Lumos Transforms is a certified social-enterprise consultancy advancing embodied, trauma-informed, resilience-oriented transformation across sectors. Clients include Los Angeles County Departments of Health Services and Public Health, major philanthropic institutions, and rights-based organizations in the US and UK.

Project Lead: Nkem Ndefo, MSN, CNM, RN, Lumos Founder and creator of the Resilience Toolkit, recognized internationally for bridging neuroscience, trauma theory, and justice frameworks to shift embodied patterns that uphold inequity.

Program Manager: Juliana Nocker Ferry, Director of Partnership Development and Organizational Programs; leads program operations and strategic partnerships for complex systems-change initiatives.

Facilitation Team: 

  • Devika Shankar, Certified Resilience Toolkit Facilitator whose work centers healing, accountability, and repair in movement and philanthropic spaces.

  • Gia Hasan, Certified Resilience Toolkit Facilitator and somatic coach with a background in organizational development, arts, education, and community health.

Evaluator: Eva Farah will adapt Lumos’ existing embodied evaluation instruments for this cohort.

Project Advisors: 

  • Joy Atkinson, Resilience Toolkit Certification Trainee, Associate Director of Embodied Unlearning at Soulwork & Co, somatic coach and social change trainer. Steering Group member at Resource Justice, with a background in wealth redistribution and racial justice.

  • Carrina Gaffney, Resilience Toolkit Certification Trainee with two decades in philanthropy, systems change and social justice. Formerly with Lankelly Chase Foundation, she helped steward the transition of redistributing wealth and power in service of Collective Liberation.

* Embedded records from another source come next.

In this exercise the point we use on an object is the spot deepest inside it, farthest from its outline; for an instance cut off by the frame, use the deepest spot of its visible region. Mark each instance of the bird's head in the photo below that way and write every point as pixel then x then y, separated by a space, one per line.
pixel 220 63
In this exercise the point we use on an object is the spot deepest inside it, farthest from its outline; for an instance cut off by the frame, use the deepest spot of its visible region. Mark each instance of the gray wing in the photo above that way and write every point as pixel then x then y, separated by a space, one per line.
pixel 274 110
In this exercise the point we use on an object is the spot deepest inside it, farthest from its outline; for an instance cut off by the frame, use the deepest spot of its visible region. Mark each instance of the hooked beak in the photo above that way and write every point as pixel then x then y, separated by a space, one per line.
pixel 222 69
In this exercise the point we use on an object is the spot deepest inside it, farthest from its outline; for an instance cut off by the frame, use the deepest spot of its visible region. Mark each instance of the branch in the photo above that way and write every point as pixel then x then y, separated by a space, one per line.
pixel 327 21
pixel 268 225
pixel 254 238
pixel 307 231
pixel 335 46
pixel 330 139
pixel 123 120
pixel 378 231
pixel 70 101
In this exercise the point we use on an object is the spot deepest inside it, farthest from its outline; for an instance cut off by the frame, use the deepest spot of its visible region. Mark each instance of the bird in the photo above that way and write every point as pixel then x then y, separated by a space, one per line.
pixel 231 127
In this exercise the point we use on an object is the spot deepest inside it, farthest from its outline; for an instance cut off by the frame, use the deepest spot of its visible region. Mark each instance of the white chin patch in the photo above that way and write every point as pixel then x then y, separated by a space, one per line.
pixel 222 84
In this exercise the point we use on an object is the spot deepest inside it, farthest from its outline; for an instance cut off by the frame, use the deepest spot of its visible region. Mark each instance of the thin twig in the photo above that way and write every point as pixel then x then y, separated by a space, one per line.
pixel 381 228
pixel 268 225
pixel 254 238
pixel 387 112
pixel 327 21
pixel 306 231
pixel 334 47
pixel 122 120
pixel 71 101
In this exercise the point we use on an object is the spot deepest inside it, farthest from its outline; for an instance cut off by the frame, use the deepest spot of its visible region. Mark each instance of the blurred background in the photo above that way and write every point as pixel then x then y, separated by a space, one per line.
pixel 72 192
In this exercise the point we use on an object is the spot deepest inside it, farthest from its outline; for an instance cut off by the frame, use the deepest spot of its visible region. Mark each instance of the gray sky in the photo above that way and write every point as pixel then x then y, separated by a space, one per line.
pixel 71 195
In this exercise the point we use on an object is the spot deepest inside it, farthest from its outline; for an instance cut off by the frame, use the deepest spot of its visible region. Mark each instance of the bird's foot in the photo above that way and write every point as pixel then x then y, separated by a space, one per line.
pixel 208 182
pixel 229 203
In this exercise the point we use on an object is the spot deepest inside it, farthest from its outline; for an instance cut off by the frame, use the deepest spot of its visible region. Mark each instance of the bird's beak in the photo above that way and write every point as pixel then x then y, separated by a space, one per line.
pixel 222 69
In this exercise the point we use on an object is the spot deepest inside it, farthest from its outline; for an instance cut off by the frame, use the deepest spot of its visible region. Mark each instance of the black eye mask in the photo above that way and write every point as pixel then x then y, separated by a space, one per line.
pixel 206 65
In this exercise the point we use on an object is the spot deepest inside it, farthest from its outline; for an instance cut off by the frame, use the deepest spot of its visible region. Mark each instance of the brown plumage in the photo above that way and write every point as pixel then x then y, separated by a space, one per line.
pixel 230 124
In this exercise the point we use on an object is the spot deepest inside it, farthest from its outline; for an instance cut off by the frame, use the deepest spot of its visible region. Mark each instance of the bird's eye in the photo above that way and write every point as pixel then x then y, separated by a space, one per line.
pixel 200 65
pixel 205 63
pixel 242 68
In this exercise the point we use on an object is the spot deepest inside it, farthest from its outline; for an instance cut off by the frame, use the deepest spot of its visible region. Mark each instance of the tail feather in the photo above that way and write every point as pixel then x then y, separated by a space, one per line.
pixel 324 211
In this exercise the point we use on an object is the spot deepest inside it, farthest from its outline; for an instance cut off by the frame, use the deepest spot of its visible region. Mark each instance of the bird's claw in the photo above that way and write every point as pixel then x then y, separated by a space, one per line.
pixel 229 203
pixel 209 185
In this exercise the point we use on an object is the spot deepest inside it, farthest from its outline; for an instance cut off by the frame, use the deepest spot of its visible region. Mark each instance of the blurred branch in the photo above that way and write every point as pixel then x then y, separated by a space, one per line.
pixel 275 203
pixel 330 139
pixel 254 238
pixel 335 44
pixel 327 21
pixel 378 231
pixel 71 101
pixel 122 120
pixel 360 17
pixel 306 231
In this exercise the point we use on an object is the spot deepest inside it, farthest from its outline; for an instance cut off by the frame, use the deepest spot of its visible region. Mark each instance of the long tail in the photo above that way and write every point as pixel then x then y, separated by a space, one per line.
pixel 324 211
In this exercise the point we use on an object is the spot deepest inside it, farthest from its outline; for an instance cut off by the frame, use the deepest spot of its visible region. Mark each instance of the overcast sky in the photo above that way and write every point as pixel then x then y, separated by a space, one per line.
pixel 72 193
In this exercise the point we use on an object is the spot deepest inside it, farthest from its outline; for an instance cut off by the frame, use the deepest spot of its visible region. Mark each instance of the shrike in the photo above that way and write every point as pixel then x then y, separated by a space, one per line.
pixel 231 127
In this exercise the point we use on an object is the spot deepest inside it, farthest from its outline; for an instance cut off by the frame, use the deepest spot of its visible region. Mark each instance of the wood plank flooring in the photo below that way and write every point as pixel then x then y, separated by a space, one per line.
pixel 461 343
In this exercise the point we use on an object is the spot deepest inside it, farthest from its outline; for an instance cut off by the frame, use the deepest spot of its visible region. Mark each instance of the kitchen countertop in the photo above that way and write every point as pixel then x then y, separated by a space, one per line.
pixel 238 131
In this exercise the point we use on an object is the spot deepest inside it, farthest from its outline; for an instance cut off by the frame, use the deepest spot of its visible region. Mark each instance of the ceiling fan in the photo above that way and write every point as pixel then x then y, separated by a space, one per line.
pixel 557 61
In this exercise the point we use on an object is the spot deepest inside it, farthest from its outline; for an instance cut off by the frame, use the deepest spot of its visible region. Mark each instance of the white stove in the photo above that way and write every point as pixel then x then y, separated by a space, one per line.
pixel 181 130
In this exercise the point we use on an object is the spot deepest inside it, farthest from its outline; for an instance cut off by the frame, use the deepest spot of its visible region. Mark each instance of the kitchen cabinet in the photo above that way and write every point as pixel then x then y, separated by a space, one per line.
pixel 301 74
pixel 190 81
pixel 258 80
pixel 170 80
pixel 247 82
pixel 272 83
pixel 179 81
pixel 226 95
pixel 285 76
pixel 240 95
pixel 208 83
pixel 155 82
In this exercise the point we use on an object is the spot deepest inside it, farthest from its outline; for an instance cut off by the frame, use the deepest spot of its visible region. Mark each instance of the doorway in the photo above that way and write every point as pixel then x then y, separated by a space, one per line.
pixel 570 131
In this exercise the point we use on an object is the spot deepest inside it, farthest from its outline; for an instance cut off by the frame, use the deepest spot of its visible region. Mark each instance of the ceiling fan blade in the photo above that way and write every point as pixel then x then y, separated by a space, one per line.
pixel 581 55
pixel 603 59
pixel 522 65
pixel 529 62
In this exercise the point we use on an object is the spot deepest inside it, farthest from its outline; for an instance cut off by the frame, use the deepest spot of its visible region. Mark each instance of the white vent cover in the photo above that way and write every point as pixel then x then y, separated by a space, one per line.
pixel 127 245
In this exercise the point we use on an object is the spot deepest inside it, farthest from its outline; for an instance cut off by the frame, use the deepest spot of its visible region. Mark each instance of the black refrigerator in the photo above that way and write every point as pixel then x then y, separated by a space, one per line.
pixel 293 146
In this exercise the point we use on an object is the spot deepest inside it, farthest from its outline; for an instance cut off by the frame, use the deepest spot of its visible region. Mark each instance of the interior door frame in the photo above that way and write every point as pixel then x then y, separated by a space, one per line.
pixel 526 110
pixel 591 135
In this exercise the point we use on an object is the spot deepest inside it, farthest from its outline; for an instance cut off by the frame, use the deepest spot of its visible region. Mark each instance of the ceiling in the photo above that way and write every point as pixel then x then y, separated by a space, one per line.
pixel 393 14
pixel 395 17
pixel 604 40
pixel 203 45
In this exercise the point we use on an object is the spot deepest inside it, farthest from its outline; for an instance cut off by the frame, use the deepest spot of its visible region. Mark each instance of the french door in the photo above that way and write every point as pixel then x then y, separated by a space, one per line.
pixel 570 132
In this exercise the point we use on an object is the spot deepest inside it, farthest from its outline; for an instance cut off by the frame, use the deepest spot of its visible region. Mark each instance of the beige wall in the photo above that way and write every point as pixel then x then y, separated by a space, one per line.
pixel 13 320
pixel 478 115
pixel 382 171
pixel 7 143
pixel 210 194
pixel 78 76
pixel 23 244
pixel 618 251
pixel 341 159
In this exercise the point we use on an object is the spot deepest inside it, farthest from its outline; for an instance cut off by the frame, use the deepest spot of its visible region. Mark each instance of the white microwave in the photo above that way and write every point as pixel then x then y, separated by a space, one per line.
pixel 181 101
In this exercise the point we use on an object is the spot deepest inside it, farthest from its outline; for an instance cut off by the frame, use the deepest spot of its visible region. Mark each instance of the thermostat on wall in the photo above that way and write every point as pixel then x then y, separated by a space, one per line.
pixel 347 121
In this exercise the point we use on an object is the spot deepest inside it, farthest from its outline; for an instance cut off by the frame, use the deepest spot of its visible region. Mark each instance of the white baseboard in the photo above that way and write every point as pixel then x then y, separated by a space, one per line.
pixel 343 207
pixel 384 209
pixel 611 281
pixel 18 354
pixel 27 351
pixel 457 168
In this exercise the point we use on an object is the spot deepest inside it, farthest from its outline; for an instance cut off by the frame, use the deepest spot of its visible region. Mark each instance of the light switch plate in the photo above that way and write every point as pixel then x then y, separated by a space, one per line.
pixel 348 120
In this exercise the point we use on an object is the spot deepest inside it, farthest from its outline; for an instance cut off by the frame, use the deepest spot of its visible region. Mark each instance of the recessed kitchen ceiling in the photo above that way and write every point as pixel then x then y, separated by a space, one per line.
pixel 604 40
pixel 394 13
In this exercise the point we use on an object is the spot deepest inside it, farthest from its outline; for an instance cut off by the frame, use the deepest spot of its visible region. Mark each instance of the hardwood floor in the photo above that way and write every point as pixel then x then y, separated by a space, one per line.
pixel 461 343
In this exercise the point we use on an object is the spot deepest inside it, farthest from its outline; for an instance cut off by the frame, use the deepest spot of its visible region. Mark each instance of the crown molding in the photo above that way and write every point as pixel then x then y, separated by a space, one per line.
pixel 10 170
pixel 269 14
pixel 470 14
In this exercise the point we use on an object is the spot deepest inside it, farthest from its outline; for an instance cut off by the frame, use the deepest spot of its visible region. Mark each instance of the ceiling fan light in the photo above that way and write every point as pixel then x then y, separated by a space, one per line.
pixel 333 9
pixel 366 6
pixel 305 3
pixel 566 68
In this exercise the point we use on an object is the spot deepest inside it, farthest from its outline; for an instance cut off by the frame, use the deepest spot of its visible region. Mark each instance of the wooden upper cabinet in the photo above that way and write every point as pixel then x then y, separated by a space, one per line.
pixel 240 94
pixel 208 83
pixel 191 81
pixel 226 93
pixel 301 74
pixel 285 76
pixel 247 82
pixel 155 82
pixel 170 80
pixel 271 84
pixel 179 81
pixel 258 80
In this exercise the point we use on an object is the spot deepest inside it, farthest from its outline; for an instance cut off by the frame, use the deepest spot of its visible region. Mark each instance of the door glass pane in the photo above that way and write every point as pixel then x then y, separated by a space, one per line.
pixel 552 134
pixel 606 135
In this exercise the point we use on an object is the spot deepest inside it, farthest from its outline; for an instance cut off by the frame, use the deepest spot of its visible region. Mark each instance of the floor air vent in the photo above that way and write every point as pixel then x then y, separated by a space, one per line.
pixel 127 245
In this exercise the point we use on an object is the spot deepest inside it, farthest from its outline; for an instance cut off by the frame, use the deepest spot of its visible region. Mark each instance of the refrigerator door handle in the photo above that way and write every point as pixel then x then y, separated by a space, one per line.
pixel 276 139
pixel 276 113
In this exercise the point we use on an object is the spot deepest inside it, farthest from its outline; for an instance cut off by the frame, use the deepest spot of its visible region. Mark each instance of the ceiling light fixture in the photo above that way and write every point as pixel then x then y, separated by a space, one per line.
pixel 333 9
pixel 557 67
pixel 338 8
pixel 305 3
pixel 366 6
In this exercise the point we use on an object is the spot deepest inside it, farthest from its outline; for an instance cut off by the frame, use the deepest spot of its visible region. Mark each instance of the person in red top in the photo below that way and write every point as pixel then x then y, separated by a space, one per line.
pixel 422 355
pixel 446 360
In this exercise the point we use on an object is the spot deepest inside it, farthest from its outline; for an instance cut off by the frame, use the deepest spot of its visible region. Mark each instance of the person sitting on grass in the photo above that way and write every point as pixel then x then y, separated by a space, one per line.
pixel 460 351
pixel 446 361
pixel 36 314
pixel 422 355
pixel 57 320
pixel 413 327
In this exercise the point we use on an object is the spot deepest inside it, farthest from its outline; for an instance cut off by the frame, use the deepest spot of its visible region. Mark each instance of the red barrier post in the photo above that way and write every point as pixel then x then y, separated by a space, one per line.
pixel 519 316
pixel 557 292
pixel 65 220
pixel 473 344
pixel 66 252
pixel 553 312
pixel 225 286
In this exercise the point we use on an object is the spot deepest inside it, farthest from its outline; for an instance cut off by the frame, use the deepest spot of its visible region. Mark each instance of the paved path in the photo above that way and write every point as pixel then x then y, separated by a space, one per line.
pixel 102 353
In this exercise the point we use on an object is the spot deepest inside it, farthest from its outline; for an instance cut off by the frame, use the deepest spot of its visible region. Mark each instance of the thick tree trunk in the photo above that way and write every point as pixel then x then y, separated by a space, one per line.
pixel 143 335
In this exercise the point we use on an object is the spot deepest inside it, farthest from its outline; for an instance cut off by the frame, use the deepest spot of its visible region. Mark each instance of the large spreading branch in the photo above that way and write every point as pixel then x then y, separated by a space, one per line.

Contribution to the Cohort

Lumos will offer the Hacking Wealth cohort embodied grounding practices at cohort gatherings to support collective regulation, presence, and connection in decision-making spaces; Community of Practice guidelines that help participants sustain embodied peer learning and accountability after the facilitated phase ends; A peer learning lab sharing insights from this pilot’s embodied evaluation to explore how nervous-system awareness and regulation can amplify the impact of their own hacks. We aim to nurture a culture of embodied experimentation within the cohort.

Why This Matters

Wealth defense is not merely ideological—it is a trauma response to living in unsafe systems. On a planet in collapse, no amount of accumulation can buy security; the only durable safety is relational, embodied, and collective. The Toolkit builds that kind of safety in the very people whose bodies and resources most need to move. This project uses embodied practice to pierce somatic armor, cultivating resilience as the gateway to trust and interdependence. Redistribution then ceases to be charity and becomes a practice of collective nervous-system liberation.

SDGs

Partnerships for the GoalsPeace, Justice and Strong InstitutionsReduced InequalitiesGender EqualityNo PovertyGood Health and Well-being

Industries

Q: Human health and social workS: Other service activitiesO: Public administration and defenseK: Financial and insurance activities

Outcomes

Projected Outcomes (Project period: December 2025–June 2026):

By June 2026, Lumos will have piloted an Embodied Redistribution Resilience Toolkit learning arc for 12–24 wealth holders, consisting of a three-part immersion and eight weeks of facilitated practice groups. The project will document measurable increases in embodied safety, regulation, and readiness to redistribute resources. Participants will also have practiced releasing wealth through an integrated match-funding mechanism, generating direct redistribution to grassroots partners. We anticipate improved relational trust and reduced fear responses around giving and investment, along with a peer-based community of practice to support continued reflection and accountability.